Audio Adversarial Examples for Robust Hybrid CTC/Attention Speech Recognition
Ludwig K\"urzinger, Edgar Ricardo Chavez Rosas, Lujun Li, Tobias, Watzel, Gerhard Rigoll

TL;DR
This paper introduces algorithms to generate audio adversarial examples targeting hybrid CTC/attention speech recognition systems, demonstrating their effectiveness and use in adversarial training to improve model robustness.
Contribution
It proposes novel algorithms for creating audio adversarial examples for hybrid CTC/attention ASR models, combining both approaches into a joint gradient method.
Findings
Successfully generated AAEs for hybrid CTC/attention models
Demonstrated improved robustness through adversarial training
Validated on reference sentences and TEDlium v2 dataset
Abstract
Recent advances in Automatic Speech Recognition (ASR) demonstrated how end-to-end systems are able to achieve state-of-the-art performance.
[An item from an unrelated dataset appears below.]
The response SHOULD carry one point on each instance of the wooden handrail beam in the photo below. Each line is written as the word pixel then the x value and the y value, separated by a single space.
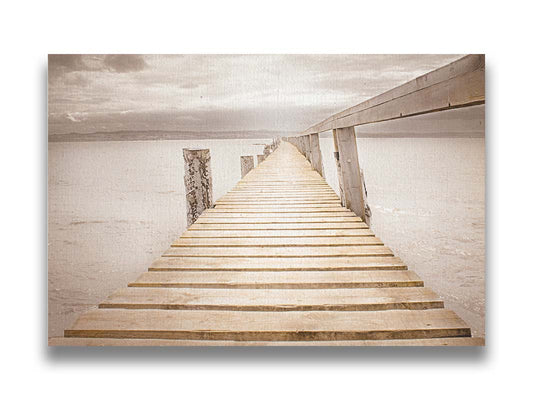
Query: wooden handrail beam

There is a trend towards deeper neural networks, however those ASR models are also more complex and prone against specially crafted noisy data. Those Audio Adversarial Examples (AAE) were previously demonstrated on ASR systems that use Connectionist Temporal Classification (CTC), as well as attention-based encoder-decoder architectures. Following the idea of the hybrid CTC/attention ASR system, this work proposes algorithms to generate AAEs to combine both approaches into a joint CTC-attention gradient method. Evaluation is performed using a hybrid CTC/attention end-to-end ASR model on two reference sentences as case study, as well as the TEDlium v2 speech recognition task. We then demonstrate the application of this algorithm for adversarial…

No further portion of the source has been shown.